I only knew that there had been grape trees and a canopy net for them to grow over from the retellings of others. Mom and her siblings had reminisced about the garden and the hens that they'd gotten fresh eggs from. Grandma had been the one to tell me that her friend’s grandson and I had been close friends before we’d fallen out of contact.
The first two memories I’d relived lined up with everything else I’d known about myself at around that age. The body had felt right. The setting had been more vivid than I’d expected. The events could even explain why I’d had some lingering distaste for watermelons throughout my life.
But the rest? That didn’t fit with what I remembered of my original world. The place had remained mundane and monster-invasion-free up until I’d died, that much I was sure of. My maternal grandmother had outlived me and I most certainly hadn’t had any superpowers.
Wispy tendrils of light had risen off the surface of the tree while I’d been having the vision, but the energy that made them up didn’t try to do anything else. The strange conflicting urges had faded but called up an old bitterness instead.
Having a taste of what I’d lost felt like a taunt.
I turned back to ask Alexander a few questions about the tree but paused when I saw the man’s astonished expression. It was probably fair to conclude that something about my interaction with this object had been unusual.
“Does it always send people on visions down memory lane?” I asked through a new bit of light-writing.
The man blinked and shook his surprise off. “No,” he said, gaze straying back to where I was still touching the tree.
“Was something else supposed to happen?” I wrote out.
“Simply standing this close would have burned you out of Helen’s body if you were using it without permission,” the man answered. “I didn’t expect you to try to touch the tree, let alone succeed,” he admitted with a shrug.
“Is that unusual?” I changed the projection to say.
“That would be putting it mildly,” Alexander answered with a tired little chuckle, noticeably less tense in my presence now. “I suggest you keep it to yourself unless you want a lot of attention.”
“I’ll keep that in mind.” Hopefully, he was exaggerating, but I’d have to be careful just in case he wasn’t.
I pulled the borrowed body’s hand away from the trunk, waited for a few heartbeats for the wisps of energy to dissipate, and then touched the bark again once they’d been reabsorbed.
There was no new vision, nor a blip in the hum of its power, just those wisps rising up to brush against the borrowed body’s hand. They didn't even try to dig deeper to touch my spiritual form.

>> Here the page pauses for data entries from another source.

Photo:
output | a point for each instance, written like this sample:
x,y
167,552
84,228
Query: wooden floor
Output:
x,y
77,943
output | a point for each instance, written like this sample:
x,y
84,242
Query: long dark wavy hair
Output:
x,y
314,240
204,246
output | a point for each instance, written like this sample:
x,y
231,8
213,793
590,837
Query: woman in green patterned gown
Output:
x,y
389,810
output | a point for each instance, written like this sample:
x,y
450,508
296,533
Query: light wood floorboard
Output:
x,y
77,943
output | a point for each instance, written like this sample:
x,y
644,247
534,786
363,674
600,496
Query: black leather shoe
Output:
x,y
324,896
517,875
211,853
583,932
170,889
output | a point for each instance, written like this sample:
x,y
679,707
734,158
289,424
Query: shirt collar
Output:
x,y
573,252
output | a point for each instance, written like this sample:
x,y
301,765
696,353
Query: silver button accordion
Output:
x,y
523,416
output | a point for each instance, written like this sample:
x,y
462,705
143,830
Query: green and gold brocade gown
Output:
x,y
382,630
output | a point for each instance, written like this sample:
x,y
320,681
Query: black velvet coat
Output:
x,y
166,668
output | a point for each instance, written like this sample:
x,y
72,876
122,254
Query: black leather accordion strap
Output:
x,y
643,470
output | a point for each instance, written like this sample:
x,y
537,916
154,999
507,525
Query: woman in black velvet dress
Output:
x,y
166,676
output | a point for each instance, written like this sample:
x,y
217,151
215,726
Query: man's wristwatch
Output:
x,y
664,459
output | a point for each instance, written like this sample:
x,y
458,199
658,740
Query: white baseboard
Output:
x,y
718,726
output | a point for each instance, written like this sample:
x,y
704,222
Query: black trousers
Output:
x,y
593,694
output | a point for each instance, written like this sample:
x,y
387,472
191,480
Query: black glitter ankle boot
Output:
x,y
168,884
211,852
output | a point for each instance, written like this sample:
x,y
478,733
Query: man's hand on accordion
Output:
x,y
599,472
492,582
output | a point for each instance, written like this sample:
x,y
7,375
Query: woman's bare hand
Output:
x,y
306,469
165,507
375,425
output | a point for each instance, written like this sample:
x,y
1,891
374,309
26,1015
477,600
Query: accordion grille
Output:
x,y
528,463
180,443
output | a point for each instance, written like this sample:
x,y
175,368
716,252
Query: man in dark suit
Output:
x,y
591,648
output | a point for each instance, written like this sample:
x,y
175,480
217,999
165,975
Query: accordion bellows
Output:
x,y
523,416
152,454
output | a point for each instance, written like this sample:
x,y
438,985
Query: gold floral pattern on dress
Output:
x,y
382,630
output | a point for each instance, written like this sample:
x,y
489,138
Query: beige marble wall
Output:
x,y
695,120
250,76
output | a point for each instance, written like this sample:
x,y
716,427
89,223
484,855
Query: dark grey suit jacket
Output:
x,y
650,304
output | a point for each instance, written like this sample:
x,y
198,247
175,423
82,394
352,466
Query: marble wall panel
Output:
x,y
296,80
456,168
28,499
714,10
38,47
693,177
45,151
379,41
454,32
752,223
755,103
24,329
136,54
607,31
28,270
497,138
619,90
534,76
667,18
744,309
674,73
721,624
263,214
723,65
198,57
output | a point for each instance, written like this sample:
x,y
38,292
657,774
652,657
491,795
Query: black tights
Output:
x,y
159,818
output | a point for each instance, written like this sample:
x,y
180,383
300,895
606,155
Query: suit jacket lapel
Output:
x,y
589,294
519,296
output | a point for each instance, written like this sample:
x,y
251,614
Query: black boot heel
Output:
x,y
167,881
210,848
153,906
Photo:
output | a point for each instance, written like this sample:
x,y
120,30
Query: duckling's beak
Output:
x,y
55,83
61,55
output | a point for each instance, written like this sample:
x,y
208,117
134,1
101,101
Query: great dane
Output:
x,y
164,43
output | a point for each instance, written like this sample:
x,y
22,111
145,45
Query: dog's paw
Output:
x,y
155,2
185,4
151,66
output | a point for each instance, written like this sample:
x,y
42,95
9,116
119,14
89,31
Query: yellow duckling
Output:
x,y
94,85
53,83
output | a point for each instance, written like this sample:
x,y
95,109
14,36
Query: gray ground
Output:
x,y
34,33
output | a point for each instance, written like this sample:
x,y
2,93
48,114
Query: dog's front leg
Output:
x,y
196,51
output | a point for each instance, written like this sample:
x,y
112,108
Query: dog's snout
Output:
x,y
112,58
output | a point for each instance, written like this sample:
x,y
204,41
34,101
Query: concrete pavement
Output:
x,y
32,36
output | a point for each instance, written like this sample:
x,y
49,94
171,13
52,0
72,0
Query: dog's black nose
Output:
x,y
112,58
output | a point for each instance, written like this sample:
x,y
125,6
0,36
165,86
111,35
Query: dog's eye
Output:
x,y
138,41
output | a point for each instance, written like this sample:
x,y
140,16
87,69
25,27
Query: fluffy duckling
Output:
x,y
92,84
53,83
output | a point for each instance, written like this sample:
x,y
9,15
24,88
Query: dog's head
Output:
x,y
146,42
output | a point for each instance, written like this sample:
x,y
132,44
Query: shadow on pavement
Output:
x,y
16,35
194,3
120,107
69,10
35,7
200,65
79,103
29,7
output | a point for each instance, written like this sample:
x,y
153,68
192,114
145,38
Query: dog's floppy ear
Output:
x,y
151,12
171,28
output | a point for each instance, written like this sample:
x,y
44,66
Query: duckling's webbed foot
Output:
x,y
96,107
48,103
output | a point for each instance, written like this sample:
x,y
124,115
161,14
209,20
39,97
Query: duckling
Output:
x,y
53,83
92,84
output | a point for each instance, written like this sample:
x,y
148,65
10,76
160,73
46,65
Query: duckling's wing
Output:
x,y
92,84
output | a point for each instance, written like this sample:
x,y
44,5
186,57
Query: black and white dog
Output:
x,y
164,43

Without being drawn into another vision, I could focus my senses and examine the effects the tree-like object was having on its surroundings. It was fascinating to observe how it anchored the layers of reality and extended through multiple dimensions. What was visible here in the form of a tree was only a small part of a much larger whole.
Perhaps that was something to explore later.
“I imagine you need to get back and help with the aftermath of all the fighting,” I wrote, “So would it be more or less convenient if I vacate this body now?”
“The former,” Alexander replied after a moment’s thought, “It would serve as better proof of your earlier claims.” He studied me for a moment, then added, “Are you sure about this course of action? It’s not safe for non-corporeal beings to wander around. You will be mistaken for a malicious spirit again and there are those that specialize in hunting them.”
That wasn’t a bad point. I didn’t know how high the local scale of power went and it would suck to get booted back into my afterlife or sealed in some artifact or worse, eaten by some power-hungry entity.
“Then I suppose I’ll have to craft a form to inhabit,” I conceded, “Finding a donor for the starter tissue sample might be difficult, however.”
Then, with the flip of a mental switch, I finally cut the tethers tying me to the borrowed body.